William and Kate toured St John’s Primary School in Port Glasgow to learn about an innovative project where children interact with a mother and baby to learn about its development and aid their emotional empathy with others.
As the couple began their visit to the school, close to the banks of the River Clyde in Inverclyde, the duke joked: “Can you get my wife out of here before she gets broody?”
By the end of it, she was holding 10-month-old Saul after his session with his mother Laura Molloy.
She has been bringing her son to school as part of the Roots of Empathy sessions run by Action for Children, a charity Kate supports as patron.
Action for Children, which runs the programme in 18 local authority areas in Scotland, says the sessions, where the pupils are guided in discussions about their own emotions, improves the behaviour of pupils, who are kinder with less instances of bullying.
The Cambridges sat cross-legged on the floor and joined a session, as Saul crawled on a mat, singing nursery rhymes with the children, and they even did the hand actions to Incy Wincy Spider.
Kate asked the group of around 35 seven-year-olds: “Do you think lots of schools should have a project like this?,” and when some replied “Yes”, she added “We do too”.
The duchess later chatted to the mother and her baby, and she briefly held Saul, who will celebrate his first birthday in June, but he quickly stretched out his hands for his mother.
Later, the couple met people helped by the housing, care and property management group the Wheatley Group at one of the organisation’s sites in the Kennishead area of Glasgow.
They learned how the group is helping to transform the lives of disadvantaged or vulnerable people, including those at risk of homelessness.
The couple met mothers whose children receive books through a partnership between the group and the Dolly Parton Imagination Library.
Kirsty Holmes, 25, told William and Kate her four-year-old son Theo’s favourite book is The Gingerbread Man, and Kate offered him a cupcake from a plate on the table and praised his Spider-Man glasses.
Ms Holmes said afterwards: “I enjoyed talking to them, they were very welcoming and down to earth.
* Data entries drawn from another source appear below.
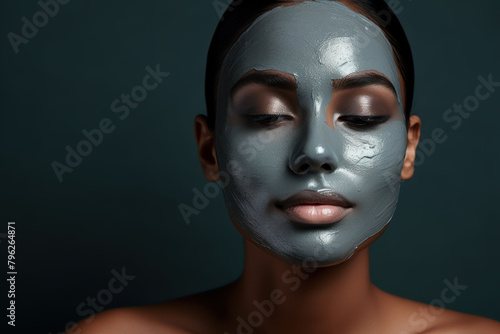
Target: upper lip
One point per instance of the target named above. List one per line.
(311, 197)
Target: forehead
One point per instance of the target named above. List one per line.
(316, 42)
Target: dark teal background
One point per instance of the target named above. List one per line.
(119, 207)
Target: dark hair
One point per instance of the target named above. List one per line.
(242, 13)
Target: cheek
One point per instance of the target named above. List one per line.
(376, 157)
(262, 155)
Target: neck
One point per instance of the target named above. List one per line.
(301, 299)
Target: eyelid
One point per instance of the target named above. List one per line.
(363, 122)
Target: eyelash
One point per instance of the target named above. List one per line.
(363, 122)
(353, 121)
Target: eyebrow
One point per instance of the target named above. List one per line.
(355, 80)
(363, 79)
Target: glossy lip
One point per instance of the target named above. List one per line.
(316, 208)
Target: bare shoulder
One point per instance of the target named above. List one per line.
(461, 323)
(416, 317)
(193, 314)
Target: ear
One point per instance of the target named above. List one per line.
(205, 139)
(411, 148)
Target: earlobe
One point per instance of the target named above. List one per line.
(411, 148)
(205, 139)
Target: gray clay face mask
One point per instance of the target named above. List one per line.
(318, 143)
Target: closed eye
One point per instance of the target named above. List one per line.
(362, 122)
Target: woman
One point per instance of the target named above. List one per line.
(309, 131)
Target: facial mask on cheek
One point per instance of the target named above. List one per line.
(317, 42)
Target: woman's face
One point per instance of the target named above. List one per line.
(310, 132)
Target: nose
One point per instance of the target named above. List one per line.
(314, 153)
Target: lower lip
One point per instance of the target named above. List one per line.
(317, 214)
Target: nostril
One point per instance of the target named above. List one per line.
(327, 167)
(303, 168)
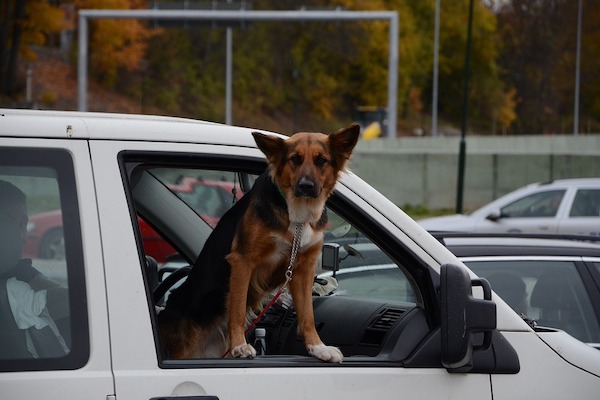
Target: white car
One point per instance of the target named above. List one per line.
(447, 335)
(566, 206)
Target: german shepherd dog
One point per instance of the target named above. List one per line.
(247, 255)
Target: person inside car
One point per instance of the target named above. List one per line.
(30, 302)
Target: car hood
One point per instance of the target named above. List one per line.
(572, 350)
(457, 222)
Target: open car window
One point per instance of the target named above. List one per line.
(43, 313)
(358, 308)
(551, 292)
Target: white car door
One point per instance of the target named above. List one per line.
(535, 213)
(582, 216)
(54, 326)
(141, 371)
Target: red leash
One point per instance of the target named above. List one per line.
(259, 317)
(288, 277)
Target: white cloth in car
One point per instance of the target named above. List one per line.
(26, 304)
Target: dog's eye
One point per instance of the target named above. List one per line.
(296, 159)
(320, 161)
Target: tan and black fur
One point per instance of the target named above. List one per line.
(246, 256)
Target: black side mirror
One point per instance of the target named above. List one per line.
(330, 257)
(463, 316)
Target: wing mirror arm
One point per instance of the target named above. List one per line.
(494, 216)
(330, 257)
(463, 316)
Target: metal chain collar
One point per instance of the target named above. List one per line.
(295, 247)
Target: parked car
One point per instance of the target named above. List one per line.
(566, 206)
(45, 233)
(448, 335)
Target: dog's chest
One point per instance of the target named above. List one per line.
(283, 246)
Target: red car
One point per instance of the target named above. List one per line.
(45, 234)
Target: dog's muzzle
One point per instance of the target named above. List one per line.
(306, 188)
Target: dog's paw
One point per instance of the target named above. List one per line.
(325, 353)
(244, 350)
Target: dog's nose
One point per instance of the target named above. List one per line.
(306, 188)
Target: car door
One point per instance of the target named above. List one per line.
(141, 371)
(53, 323)
(535, 213)
(582, 216)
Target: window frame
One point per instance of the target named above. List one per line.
(422, 279)
(62, 162)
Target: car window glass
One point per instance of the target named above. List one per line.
(541, 204)
(43, 324)
(368, 288)
(209, 193)
(550, 292)
(586, 203)
(364, 269)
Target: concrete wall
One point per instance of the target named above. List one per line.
(423, 171)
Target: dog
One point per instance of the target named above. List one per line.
(248, 253)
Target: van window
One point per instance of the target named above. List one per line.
(184, 203)
(43, 318)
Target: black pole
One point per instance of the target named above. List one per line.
(463, 129)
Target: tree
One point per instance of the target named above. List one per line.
(115, 44)
(24, 23)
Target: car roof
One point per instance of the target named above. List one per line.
(108, 126)
(475, 244)
(565, 183)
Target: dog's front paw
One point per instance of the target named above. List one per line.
(244, 350)
(325, 353)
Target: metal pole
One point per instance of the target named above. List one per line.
(463, 144)
(577, 66)
(393, 77)
(228, 78)
(436, 44)
(82, 62)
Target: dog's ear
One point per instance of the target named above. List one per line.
(342, 143)
(272, 146)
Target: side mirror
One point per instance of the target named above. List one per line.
(330, 257)
(494, 216)
(463, 316)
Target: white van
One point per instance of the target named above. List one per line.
(88, 329)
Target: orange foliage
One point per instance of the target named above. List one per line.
(116, 44)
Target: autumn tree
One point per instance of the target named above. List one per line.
(115, 44)
(23, 24)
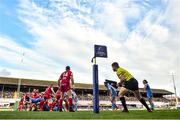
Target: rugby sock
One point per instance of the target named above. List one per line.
(70, 101)
(152, 106)
(66, 105)
(60, 104)
(144, 103)
(123, 101)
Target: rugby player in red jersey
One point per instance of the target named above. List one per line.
(65, 83)
(48, 92)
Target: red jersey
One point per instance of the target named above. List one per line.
(58, 94)
(48, 90)
(66, 76)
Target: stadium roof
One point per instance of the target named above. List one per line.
(44, 83)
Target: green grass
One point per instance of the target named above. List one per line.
(134, 114)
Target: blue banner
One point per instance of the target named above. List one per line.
(100, 51)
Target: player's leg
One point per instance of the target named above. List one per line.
(122, 92)
(61, 101)
(141, 99)
(151, 103)
(70, 101)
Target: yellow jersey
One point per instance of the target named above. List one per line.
(121, 71)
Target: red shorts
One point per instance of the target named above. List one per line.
(47, 96)
(65, 87)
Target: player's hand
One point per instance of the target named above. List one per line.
(73, 86)
(119, 84)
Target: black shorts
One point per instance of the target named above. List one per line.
(132, 84)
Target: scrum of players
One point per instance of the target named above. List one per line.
(50, 100)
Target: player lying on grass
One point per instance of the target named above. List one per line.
(127, 82)
(149, 93)
(44, 101)
(111, 87)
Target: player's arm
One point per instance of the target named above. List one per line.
(145, 86)
(53, 91)
(59, 80)
(122, 78)
(72, 81)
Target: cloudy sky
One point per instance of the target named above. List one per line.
(38, 38)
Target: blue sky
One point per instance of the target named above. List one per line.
(142, 35)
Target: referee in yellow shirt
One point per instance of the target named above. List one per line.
(127, 82)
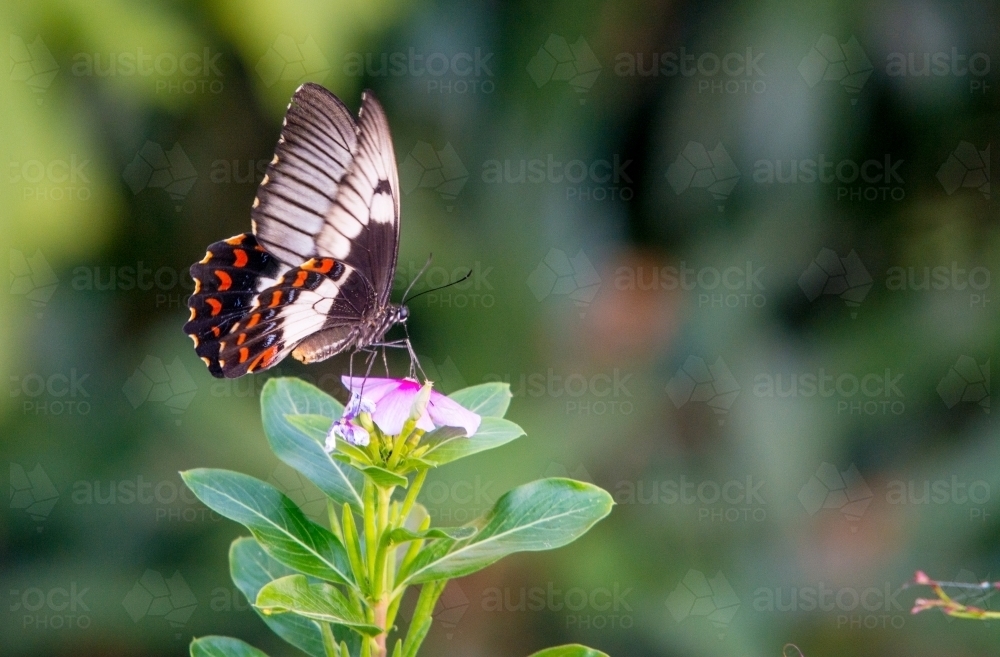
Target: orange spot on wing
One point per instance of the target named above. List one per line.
(319, 265)
(265, 359)
(225, 280)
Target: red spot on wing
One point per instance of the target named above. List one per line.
(319, 265)
(225, 280)
(265, 359)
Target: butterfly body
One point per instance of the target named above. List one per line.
(313, 278)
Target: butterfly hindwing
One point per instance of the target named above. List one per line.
(326, 232)
(297, 306)
(227, 280)
(362, 226)
(314, 151)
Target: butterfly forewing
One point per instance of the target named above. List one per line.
(326, 217)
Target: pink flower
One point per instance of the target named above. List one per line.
(394, 400)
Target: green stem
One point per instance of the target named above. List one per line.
(422, 616)
(371, 538)
(331, 511)
(411, 496)
(329, 643)
(353, 544)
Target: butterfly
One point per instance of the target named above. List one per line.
(313, 277)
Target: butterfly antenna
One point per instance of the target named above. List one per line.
(441, 287)
(416, 278)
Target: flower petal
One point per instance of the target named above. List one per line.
(345, 430)
(446, 412)
(374, 389)
(392, 411)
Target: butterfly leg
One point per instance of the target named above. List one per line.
(414, 361)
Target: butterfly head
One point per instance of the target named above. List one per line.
(400, 314)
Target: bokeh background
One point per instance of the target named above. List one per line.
(735, 260)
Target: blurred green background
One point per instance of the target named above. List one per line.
(734, 258)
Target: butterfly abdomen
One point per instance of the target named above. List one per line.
(227, 280)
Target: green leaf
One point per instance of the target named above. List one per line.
(223, 646)
(320, 601)
(251, 568)
(449, 444)
(384, 477)
(542, 515)
(275, 521)
(486, 399)
(402, 534)
(571, 650)
(299, 441)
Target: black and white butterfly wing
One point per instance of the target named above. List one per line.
(328, 211)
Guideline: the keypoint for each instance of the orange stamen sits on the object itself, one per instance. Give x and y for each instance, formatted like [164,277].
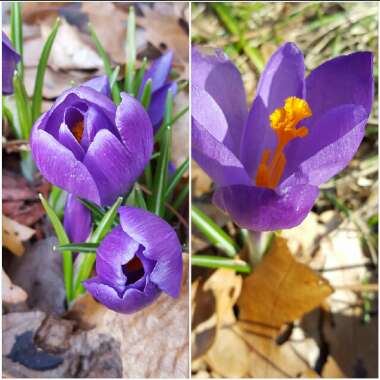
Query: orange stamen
[77,130]
[284,122]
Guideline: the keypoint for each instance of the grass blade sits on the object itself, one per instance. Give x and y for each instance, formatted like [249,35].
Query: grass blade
[213,232]
[176,178]
[77,247]
[38,84]
[17,34]
[63,239]
[89,260]
[131,51]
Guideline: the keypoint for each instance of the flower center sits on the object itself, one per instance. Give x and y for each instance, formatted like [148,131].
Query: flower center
[284,122]
[134,270]
[77,130]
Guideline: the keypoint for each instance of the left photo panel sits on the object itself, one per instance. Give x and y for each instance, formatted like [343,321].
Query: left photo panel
[95,190]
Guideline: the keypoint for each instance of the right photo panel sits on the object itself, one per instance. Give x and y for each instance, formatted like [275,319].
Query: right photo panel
[284,137]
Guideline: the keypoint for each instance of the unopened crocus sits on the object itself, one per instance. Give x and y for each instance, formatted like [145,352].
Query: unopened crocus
[136,261]
[89,147]
[159,74]
[9,60]
[267,163]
They seem to really like children, they were asking about our experiences with the books.”
Lynette Wilson, 36, who has children aged one, two and 14, told the couple how she has been helped by Wheatley Foundation’s EatWell emergency food parcel service.
Her daughter Olivia gave William a picture she had drawn of him and Kate told her it was “very good”.
The couple also met students Pauline Tabot, 26, and Ceri Maclarty, 25, who have received education bursaries from the Wheatley Foundation to help with their studies.
Crowds lined the street to watch as William and Kate walked to the next stage of their visit, stopping to chat and pose for selfies with people.
They then stepped into the home of mother-of-four Joanne Wales, 31, and sat on sofas in her sitting room as they asked about her experiences as a tenant.
Her four-year-old son Jason showed the royal couple his Spider-Man and Hulk toys, and Kate told him: “Louis our little boy loves Spider-Man too.”
Miss Wales, who has been a single parent since her partner died nearly two years ago, said she enjoyed talking to the couple.
The mother, whose children are aged between four and 12, said: “They were absolutely lovely and straight away they were talking to Jason about superheroes.
“It was not as weird as I had thought it would be because they just put you at ease, they are so nice and welcoming, they just wanted to make sure that I was doing okay and that I look after myself because sometimes mums tend to put themselves on the back pedal.”